Entonces, una de las cuestiones sería: ¿para cuándo el gran teatro de la música popular? ¿Dónde lo ponemos? ¿En Buenos Aires? ¿En Mendoza? ¿En Córdoba? Pero hay más. Si Atahualpa viviera se vería hoy acosado, literalmente rehén de diversas administraciones encargadas de velar por el buen desarrollo de los “procedimientos” y “cumplimientos de reglamentos internos” y otras nomenclaturas complicadas.
Previo a un concierto, el acoso a los artistas llega a su punto culminante. Hay que llenar. Y hay que rellenar. Los formularios. Los famosos formularios, en especial si la contratación cuenta con apoyo estatal. A lo que sigue el curriculum, que don Ata habría tenido que presentar firmando todas las páginas, sin olvidar el certificado de antecedentes penales, porque –exigencia de la vida democrática– hasta don Ata puede haber matado a alguno. Y yo creo que sin don Ata hubiera vivido esta penosa situación quizás hubiera tenido ganas de matar a alguno. Porque cuando estos músicos han terminado de llenar papelitos, cuando han probado ante quien corresponda que no han matado a nadie (en los últimos seis meses, después se renueva), viene la fase bancaria. Porque cualquier contratación exige también una serie de trámites bancarios. Y es así como el artista que llega finalmente al escenario debe ser considerado como un campeón, como el sobreviviente de una larga lucha en la que nadie, en ningún momento, le hizo la menor pregunta aferente a su arte.

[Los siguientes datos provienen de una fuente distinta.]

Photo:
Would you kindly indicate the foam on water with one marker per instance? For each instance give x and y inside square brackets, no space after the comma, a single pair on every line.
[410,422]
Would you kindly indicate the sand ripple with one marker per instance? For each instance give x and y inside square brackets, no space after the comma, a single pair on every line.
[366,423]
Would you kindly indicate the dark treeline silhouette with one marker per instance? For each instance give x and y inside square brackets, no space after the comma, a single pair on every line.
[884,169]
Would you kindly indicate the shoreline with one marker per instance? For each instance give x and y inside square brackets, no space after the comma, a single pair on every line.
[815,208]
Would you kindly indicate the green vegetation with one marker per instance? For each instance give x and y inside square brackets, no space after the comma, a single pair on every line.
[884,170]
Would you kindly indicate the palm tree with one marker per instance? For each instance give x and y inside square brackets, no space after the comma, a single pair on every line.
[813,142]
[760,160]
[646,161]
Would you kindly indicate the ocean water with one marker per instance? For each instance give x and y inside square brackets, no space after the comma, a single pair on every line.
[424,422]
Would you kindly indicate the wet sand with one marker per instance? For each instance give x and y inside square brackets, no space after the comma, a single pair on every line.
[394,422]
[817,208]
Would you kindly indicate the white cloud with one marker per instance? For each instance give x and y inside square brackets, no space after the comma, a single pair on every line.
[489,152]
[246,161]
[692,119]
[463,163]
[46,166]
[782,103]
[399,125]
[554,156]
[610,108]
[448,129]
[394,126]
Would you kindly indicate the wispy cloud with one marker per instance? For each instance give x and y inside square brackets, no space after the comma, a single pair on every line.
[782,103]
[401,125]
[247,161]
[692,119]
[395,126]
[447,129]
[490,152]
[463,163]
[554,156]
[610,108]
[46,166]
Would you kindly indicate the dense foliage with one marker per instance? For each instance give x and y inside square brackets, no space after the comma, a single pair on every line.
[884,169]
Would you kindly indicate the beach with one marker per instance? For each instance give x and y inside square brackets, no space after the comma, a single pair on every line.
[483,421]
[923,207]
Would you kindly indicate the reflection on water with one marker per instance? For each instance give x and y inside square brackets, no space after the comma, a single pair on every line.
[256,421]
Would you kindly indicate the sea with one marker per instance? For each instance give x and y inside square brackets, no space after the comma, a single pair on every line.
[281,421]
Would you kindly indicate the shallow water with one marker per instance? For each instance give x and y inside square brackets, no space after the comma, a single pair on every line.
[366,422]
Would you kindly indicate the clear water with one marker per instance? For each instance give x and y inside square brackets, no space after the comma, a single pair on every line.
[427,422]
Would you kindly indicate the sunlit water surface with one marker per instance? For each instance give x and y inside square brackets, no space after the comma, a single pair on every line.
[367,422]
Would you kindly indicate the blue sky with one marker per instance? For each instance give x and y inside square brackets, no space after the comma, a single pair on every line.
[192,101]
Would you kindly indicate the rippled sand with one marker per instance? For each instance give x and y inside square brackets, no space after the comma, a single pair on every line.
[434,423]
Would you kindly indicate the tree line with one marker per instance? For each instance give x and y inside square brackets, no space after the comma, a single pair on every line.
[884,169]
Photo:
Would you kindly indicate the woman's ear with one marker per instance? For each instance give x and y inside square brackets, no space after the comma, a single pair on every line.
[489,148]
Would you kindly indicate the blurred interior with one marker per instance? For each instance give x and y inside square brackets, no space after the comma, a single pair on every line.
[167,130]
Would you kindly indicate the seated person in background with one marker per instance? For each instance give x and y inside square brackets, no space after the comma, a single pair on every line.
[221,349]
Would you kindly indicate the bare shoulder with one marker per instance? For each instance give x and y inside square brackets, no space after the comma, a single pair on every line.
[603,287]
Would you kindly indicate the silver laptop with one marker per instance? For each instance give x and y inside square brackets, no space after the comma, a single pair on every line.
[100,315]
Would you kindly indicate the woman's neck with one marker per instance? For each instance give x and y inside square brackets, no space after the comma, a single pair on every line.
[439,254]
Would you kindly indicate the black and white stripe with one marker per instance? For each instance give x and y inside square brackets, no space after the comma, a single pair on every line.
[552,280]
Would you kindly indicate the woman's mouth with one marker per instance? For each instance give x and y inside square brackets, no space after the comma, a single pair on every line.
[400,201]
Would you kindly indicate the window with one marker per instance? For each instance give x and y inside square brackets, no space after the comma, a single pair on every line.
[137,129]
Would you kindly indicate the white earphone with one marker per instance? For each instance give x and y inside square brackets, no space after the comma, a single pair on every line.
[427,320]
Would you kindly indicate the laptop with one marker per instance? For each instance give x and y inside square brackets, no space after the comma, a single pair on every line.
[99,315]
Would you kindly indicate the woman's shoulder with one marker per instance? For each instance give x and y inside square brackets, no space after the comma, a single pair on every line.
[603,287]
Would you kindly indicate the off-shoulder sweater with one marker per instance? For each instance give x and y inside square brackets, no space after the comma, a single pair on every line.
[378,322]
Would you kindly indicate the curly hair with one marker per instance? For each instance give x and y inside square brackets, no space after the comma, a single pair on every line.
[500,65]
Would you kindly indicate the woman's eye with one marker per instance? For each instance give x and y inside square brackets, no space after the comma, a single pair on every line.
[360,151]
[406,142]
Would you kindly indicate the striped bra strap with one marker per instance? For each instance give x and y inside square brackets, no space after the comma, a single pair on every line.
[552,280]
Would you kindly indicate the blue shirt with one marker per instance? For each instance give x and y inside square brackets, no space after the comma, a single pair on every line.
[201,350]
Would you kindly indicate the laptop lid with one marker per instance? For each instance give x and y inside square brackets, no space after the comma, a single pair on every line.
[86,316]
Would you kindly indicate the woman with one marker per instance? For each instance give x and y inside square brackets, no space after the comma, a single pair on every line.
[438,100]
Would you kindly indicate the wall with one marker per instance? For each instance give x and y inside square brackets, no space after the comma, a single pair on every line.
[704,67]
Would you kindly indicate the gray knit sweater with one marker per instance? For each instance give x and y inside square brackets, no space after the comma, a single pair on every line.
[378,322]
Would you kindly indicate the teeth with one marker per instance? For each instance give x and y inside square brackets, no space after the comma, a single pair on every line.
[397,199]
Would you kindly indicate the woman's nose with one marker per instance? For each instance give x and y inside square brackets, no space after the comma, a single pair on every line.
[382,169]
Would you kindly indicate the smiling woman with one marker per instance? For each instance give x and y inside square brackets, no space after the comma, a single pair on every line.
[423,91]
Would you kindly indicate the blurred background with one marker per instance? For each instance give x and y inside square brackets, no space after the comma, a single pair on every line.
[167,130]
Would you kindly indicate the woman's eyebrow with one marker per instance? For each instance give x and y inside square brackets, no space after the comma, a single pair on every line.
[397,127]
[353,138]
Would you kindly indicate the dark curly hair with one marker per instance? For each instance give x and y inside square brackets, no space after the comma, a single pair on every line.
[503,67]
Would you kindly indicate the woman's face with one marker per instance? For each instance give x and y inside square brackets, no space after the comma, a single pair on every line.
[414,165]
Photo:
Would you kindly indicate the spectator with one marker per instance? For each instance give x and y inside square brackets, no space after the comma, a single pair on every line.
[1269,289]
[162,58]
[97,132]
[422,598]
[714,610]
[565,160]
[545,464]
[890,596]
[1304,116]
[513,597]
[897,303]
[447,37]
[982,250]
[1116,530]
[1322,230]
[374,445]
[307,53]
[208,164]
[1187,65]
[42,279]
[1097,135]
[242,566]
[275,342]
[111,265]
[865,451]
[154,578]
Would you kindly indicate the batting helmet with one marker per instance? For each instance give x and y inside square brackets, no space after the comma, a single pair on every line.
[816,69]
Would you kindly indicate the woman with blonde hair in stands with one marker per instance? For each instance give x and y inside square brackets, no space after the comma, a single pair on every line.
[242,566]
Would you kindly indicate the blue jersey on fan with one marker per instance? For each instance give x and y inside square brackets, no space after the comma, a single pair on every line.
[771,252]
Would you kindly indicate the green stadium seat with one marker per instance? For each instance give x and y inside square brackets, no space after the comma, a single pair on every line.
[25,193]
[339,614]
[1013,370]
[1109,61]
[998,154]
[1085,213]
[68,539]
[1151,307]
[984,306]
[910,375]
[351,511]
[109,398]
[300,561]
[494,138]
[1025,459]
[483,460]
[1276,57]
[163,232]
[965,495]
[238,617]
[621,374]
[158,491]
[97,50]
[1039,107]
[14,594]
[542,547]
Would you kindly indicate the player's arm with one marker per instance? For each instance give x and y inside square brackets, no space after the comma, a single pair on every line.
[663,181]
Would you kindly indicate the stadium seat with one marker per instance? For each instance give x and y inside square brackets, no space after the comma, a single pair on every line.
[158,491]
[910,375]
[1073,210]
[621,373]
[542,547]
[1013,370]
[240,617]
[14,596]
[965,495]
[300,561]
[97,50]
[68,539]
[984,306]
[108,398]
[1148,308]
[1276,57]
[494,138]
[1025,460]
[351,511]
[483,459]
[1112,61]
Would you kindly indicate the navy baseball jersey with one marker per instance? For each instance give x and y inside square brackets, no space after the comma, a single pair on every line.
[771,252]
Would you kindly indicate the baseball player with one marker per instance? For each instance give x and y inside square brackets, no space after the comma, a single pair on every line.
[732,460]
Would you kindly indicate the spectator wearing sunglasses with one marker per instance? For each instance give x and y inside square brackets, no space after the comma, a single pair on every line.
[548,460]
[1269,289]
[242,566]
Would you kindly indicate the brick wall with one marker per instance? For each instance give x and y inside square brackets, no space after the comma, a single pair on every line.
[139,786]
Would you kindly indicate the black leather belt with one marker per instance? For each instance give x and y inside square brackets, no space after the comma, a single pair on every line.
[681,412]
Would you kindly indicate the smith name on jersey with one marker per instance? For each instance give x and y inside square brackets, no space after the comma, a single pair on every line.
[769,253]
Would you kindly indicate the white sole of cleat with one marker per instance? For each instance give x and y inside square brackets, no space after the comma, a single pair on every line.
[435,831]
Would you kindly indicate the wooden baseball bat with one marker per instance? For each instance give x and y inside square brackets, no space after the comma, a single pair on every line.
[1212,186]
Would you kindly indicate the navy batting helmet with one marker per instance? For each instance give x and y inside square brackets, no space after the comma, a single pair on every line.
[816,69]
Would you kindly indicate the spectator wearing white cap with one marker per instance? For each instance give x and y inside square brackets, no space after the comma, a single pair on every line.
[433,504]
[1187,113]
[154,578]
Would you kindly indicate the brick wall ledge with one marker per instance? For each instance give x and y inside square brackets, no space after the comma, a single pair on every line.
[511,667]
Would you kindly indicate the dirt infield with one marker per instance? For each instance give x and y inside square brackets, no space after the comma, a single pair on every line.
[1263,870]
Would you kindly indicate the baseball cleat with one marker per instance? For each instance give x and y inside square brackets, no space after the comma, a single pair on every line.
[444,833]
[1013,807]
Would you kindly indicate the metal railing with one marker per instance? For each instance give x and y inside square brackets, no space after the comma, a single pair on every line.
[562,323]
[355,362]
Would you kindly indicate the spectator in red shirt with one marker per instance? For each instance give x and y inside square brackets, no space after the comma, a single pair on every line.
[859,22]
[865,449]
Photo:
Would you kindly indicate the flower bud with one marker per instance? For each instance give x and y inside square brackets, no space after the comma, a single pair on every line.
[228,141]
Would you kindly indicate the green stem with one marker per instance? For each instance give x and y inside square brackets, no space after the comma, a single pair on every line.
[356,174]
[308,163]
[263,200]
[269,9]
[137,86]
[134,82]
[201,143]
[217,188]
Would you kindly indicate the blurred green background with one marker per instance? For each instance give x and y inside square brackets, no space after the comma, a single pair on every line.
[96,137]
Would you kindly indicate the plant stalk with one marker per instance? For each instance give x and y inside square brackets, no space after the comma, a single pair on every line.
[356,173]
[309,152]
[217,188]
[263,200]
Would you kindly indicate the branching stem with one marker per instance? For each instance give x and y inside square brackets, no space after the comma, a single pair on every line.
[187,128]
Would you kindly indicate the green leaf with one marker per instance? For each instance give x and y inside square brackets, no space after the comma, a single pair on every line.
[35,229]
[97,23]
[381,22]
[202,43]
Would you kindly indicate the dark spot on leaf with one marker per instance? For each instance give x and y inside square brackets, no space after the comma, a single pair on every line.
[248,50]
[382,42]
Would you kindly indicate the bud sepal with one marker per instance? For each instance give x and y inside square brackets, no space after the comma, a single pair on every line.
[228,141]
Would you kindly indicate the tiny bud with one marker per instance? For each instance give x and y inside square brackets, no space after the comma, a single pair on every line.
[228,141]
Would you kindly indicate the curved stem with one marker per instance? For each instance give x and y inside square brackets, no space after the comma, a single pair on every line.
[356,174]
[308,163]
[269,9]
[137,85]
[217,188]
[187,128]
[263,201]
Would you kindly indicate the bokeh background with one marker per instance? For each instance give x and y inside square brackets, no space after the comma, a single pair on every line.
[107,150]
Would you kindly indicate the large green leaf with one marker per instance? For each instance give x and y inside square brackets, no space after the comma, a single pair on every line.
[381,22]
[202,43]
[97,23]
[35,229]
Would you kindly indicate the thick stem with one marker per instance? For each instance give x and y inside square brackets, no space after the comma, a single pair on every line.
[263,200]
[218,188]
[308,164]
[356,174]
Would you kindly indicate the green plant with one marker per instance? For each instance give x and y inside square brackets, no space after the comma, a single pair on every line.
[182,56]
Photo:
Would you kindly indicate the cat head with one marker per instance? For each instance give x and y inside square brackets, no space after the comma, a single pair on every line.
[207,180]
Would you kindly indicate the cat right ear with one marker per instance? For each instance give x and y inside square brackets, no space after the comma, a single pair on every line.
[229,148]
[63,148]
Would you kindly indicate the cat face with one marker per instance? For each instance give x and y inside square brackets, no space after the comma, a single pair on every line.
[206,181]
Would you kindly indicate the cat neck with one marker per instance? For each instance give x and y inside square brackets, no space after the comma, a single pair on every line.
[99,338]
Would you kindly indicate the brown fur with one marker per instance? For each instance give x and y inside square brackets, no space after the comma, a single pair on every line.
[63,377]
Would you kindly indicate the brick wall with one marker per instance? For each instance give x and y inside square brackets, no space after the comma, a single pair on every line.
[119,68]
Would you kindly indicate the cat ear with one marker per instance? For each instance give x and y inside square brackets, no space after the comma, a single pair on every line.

¿Dónde está Carlos Di Fulvio? Pregunto por Carlos Di Fulvio. ¿Por qué nos privan de Carlos Di Fulvio? Quisiera escuchar “Campo Afuera” en la mejor sala de Buenos Aires, de Mendoza, de Córdoba, no importa el lugar. Una sala que todavía no ha sido concebida. Una sala que sería planeada no como “regalo”, no como “distinción” (las distinciones que se otorgan a los músicos son proporcionales a la ausencia de lugares para tocar: mientras más distinciones, menos lugares), una sala pensada como “deber”. Como eso que le debemos nosotros, los ciudadanos, a los artistas que nos han ayudado a vivir. Es un error, es imperdonable, no hacer lo posible y lo imposible para que el arte de un Carlos Di Fulvio, para que el arte de un Jaime Torres, para que el arte de un Dino Saluzzi, para que el arte del Cuarteto Cedrón, llegue a su público en el lugar más adaptado para hacerlo. No nombro a todos y me disculpo por eso, no es con ánimo de excluir. No nombro a Horacio Salgán. Me dirán pero el maestro Salgán “se retiró”. Y yo pregunto ¿qué tan voluntaria fue la decisión de retirarse del maestro Salgán? ¿Qué significa que tengamos a una parte de los más emblemáticos artistas populares de este siglo encerrados en sus casas? ¿No deberíamos poder recibirlos en un gran teatro? ¿En las mejores condiciones? ¿No se lo merecen? ¿No nos lo merecemos? ¿No se lo merecen nuestros hijos?
No se trata de promover en esta nota un tratamiento preferencial para los músicos. (Aunque es de no notar que yo, por tomar una ciudadana común, no tengo –como profesional residente en Argentina– ni un cuarto de las dificultades que tienen ellos). Se trata en cambio de promover una reflexión sobre cómo no auto-boicotearse. Sobre cómo no desalentar a los artistas que son plenamente parte de este país, de su historia, de sus dolores, de sus alegrías, de su sabiduría. Sobre cómo seguir construyendo con ellos, junto a ellos, gracias a ellos. Aprendiendo de ellos cómo no sucumbir ante la imbecilidad y el dinero.
Sin duda podemos dejarlos morir. Podemos abandonarlos a su suerte y que sea lo que Dios quiera, o lo que el Banco quiera o lo que la Administración X quiera. Pero no seremos los mismos. No, no seremos los mismos, el día en que desanimados por las muchas trabas que hoy aquejan el mundo del arte, nuestros artistas se mueran de pena. Y no seremos precisamente mejores. Más vale saberlo.